Release and reception
The single's first commercial release was via the US iTunes Store on March 25, 2008, as a joint single with "Creator". It was released as the b-side to "Creator" through a limited edition 12" vinyl in January 2008,[5] before receiving a full release on May 5.[6] The XXXChange remix was also released.[7] "L.E.S. Artistes" was featured as iTunes' Discovery Download for the week of April 28.[8] The song has received heavy radio play in the UK and was on Radio 1's B List,.
The song was featured on the soundtrack for the video game NHL 08, which was released in September 2007. The song was also featured on MTV reality show, The Hills and has been used twice on 90210. The song appeared in and was featured on the soundtrack of the 2009 movie 17 Again.[9] The song is also used in the advertisement of Blackberry Pearl 3G models.

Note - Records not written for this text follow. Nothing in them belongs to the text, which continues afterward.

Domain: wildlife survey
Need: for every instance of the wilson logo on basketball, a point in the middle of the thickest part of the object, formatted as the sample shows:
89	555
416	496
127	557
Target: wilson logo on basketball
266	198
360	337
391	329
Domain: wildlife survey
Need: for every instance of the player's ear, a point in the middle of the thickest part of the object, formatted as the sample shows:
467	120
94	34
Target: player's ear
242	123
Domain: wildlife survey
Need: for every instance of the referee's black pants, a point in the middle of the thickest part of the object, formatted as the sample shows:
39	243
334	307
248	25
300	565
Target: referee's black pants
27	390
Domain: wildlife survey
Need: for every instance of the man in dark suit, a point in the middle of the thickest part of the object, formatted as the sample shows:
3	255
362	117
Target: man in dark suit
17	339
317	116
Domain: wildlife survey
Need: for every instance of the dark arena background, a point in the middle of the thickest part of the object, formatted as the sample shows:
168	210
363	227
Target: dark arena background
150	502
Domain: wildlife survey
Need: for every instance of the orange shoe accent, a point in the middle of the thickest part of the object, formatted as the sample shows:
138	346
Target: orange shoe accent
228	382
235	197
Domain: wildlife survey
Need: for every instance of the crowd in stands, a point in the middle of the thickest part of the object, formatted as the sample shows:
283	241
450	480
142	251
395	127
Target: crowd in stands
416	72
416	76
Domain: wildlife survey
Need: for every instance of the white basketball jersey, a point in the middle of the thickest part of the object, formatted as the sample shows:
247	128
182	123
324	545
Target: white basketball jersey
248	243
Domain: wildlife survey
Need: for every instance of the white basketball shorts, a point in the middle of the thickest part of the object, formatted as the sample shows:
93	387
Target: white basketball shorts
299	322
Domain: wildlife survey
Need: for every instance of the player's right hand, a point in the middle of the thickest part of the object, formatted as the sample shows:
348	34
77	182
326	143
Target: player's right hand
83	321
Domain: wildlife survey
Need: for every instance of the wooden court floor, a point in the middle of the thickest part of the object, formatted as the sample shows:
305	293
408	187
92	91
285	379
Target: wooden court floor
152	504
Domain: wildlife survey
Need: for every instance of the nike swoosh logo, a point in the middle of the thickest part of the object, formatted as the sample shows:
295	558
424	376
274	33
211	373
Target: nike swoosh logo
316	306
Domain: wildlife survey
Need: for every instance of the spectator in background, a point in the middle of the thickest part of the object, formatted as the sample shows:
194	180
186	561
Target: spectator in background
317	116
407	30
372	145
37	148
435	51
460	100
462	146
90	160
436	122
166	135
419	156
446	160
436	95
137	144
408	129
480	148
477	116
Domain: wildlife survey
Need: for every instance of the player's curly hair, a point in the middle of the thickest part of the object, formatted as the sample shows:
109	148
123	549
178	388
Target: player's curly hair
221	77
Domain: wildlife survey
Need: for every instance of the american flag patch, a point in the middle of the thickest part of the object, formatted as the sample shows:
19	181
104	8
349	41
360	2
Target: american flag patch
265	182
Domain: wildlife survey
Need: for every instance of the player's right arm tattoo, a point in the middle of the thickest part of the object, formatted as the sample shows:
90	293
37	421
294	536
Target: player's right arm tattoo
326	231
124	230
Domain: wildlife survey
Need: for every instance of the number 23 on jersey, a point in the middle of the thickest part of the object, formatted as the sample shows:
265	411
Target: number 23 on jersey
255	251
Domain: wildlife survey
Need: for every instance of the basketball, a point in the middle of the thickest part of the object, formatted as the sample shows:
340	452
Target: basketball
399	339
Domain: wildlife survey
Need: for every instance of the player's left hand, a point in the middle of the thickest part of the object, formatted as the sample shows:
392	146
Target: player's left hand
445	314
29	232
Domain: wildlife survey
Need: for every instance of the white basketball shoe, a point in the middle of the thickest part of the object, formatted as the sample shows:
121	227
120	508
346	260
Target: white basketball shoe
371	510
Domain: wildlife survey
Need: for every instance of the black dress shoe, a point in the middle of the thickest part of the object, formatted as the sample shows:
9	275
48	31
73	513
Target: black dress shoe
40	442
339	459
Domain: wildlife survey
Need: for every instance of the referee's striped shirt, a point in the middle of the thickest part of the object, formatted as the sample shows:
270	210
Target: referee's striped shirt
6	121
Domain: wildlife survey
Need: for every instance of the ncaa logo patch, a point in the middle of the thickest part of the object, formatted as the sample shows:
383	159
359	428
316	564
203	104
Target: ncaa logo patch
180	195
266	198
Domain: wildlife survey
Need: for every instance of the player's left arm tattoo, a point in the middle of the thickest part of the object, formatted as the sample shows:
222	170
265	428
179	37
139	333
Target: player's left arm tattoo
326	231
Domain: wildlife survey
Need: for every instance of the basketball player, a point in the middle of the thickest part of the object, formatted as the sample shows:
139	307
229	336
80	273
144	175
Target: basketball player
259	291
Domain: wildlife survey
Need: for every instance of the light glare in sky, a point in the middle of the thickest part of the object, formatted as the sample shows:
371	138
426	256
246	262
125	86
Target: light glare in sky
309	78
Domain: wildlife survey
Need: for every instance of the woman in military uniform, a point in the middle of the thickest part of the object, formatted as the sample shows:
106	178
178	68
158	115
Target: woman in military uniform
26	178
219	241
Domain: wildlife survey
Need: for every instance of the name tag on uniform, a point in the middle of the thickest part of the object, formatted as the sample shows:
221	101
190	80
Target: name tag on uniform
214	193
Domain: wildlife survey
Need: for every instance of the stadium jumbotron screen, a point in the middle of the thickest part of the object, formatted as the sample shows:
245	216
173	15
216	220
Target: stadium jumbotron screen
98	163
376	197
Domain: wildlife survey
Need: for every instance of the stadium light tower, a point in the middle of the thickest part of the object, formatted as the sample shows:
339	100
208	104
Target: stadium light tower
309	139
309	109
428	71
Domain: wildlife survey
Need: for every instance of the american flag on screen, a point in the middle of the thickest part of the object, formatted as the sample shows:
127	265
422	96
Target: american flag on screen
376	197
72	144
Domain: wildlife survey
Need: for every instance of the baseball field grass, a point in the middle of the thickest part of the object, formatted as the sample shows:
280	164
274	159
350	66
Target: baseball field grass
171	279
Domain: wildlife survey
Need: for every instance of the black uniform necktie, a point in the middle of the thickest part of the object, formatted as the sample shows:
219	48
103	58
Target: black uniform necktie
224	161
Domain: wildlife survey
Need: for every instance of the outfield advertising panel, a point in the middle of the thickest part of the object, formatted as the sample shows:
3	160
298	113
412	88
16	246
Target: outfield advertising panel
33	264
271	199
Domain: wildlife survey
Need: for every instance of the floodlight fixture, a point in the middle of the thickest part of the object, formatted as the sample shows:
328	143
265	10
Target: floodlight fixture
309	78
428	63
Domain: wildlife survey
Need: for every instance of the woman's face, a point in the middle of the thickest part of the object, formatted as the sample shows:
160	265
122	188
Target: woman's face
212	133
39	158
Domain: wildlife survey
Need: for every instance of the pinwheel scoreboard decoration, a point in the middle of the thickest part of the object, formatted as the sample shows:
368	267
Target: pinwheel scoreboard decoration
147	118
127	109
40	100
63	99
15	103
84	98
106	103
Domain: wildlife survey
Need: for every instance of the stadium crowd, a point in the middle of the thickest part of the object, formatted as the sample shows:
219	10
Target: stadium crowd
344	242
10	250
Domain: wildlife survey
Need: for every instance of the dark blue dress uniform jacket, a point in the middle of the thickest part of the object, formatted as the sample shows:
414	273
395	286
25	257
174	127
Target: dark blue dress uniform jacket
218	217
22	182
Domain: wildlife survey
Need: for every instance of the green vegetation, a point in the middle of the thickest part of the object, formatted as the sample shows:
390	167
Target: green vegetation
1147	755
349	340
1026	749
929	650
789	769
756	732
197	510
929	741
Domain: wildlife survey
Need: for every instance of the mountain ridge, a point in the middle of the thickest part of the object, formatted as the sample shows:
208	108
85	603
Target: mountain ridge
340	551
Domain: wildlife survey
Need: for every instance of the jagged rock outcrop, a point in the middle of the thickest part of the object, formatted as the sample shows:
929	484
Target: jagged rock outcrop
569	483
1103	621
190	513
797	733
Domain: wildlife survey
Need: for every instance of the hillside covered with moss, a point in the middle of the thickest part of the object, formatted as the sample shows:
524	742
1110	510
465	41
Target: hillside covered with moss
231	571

Rolling Stone said that the track sounds like a "Cars/Strokes mash-up" and that "the lyrics blast pretentious downtowners, but the taut guitars epitomize New York hipness.".[10][11]Drowned in Sound noted that the song is "a slow-burning gem of palm-muted guitar chords."[12]The Denver Post praised the "understated, Police-style guitars that drive" the song, calling them "almost hypnotic, especially with White's intoxicating mezzo-soprano yelping along."[13]

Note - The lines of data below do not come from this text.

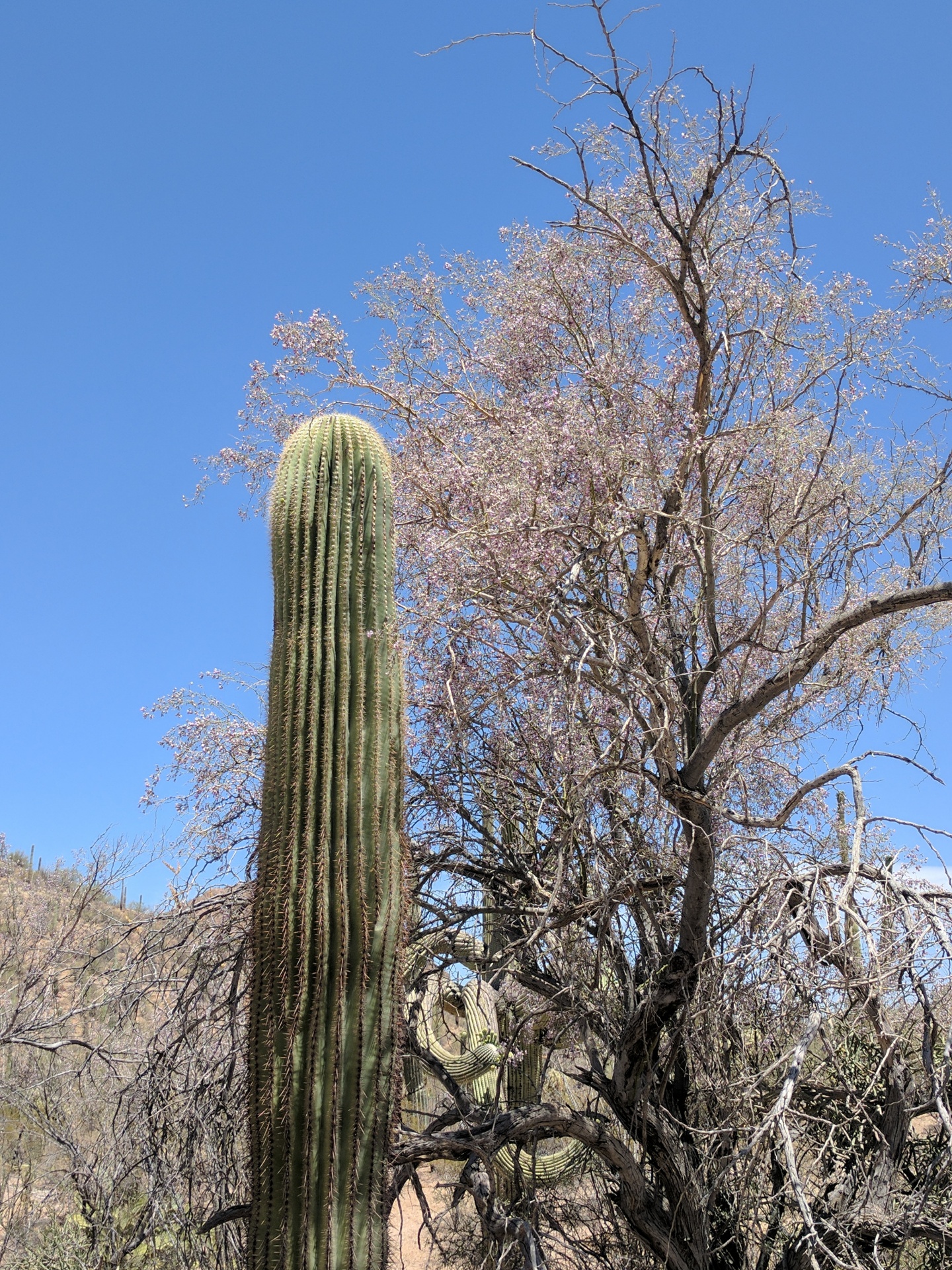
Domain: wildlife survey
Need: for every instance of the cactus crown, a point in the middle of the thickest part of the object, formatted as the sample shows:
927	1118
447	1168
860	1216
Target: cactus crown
328	897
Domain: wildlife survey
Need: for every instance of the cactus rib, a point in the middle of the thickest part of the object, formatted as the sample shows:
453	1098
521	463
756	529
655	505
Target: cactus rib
328	897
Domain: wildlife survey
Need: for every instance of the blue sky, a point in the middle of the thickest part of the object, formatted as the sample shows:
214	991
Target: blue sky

Rolling Stone placed L.E.S. Artistes at #2 on Singles of the Year,[14]McSweeney's listed as one of its "favorite songs of 2008",[15] and Pitchfork Media ranked it #4 at The 100 Best Tracks of 2008[16] and at #151 on its "Top 500 Tracks of the 2000s."[17]Rolling Stone also ranked it as the #69 song of the 2000s. In October 2011, NME placed it at number 121 on its list "150 Best Tracks of the Past 15 Years".[18]
Music video
The music video, directed by Nima Nourizadeh and shot by director of photography Adam Frisch, is an homage to the film The Holy Mountain.[19]Rolling Stone placed the music video at number four on their bi-weekly Hot List. The video received attention after it was praised by Kanye West on his blog.[20][21]
The video starts with Santigold in a forest, singing on top of a black horse, while two similar looking women in sunglasses stand at her side and occasionally strike poses. The forest scene ends up with a light snow, following to a scene on a seemingly peaceful street/block. Santigold releases her black horse. People are simultaneously dying, but the gruesome things are replaced with various items: green hot dogs instead of intestines, paint instead of blood, being shot with paintballs rather than bullets. Santigold comes walking down the streets, without dying herself. The video ends with Santigold atop her black horse with her eyes closed.
"L.E.S. Artistes" entered the UK Singles Chart at number fifty-one on May 4, 2008.[26] The single rose to number thirty-seven and then a week later climbed to its peak of twenty-seven.[27] It entered Billboard's Hot Modern Rock Tracks at number forty in August 2008, and rose four places the following week.[28]